Nos próximos 25 anos, o número de mulheres com problemas cardíacos deve aumentar significativamente, segundo pesquisa recente. Nos Estados Unidos, até 2050, seis em cada dez mulheres terão pressão alta, um salto em relação aos cinco em cada dez registrados em 2020. O crescimento será impulsionado pelo avanço de doenças crônicas como diabetes e obesidade, que também afetam gerações mais jovens.

O levantamento mostra que quase um terço das mulheres entre 22 e 44 anos enfrentará algum tipo de doença cardiovascular, número maior que o atual. Além disso, a mortalidade após o primeiro infarto tem crescido entre pessoas de 18 a 54 anos, sendo mais elevada nas mulheres dessa faixa etária.

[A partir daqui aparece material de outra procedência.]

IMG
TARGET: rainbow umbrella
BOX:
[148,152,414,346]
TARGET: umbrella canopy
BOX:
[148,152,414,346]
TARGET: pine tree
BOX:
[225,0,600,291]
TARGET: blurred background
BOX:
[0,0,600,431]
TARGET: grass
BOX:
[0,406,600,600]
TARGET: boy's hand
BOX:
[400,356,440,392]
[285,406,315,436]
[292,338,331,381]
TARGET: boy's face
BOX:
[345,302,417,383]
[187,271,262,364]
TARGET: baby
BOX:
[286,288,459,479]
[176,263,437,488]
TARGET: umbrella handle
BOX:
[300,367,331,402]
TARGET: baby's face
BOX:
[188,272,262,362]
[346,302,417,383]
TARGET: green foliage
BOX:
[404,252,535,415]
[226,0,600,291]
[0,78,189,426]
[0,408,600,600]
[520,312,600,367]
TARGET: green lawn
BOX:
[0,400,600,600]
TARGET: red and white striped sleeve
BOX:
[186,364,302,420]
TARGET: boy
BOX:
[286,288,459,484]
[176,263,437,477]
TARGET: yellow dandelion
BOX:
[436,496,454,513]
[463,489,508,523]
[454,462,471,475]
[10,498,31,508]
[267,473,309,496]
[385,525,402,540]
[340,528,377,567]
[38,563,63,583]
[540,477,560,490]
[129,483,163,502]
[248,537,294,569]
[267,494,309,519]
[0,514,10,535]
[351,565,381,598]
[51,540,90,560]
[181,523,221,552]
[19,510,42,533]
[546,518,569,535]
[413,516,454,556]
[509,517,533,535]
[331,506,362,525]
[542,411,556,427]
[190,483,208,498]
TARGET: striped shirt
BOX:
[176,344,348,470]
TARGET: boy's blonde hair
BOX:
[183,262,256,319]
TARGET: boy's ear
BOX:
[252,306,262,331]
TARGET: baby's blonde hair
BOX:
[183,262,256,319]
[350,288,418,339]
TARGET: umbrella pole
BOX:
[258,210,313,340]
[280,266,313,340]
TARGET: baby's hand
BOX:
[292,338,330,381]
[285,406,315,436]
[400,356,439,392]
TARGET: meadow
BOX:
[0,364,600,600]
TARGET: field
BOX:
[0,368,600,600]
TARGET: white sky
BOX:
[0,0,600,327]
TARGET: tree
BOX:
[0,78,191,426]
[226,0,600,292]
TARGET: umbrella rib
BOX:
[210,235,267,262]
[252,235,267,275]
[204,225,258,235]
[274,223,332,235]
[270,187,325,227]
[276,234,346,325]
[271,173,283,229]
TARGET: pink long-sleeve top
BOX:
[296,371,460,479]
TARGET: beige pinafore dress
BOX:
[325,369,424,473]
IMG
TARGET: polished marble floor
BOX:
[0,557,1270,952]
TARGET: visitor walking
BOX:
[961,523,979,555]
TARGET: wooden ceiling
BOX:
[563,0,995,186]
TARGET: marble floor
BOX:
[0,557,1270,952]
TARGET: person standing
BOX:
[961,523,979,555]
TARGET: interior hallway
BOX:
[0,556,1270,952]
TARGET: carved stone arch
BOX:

Apesar disso, elas recebem menos procedimentos para diagnóstico e tratamento em comparação aos homens.

Outra pesquisa revela que, mesmo apresentando menos placas nas artérias, as mulheres têm riscos semelhantes ou maiores de sofrer eventos cardíacos graves, especialmente após a menopausa. Isso ocorre porque artérias menores elevam o perigo com menor quantidade de obstrução. Especialistas reforçam que a prevenção é fundamental, com foco em hábitos saudáveis como atividade física, alimentação equilibrada, sono adequado e controle de fatores como pressão, peso e colesterol.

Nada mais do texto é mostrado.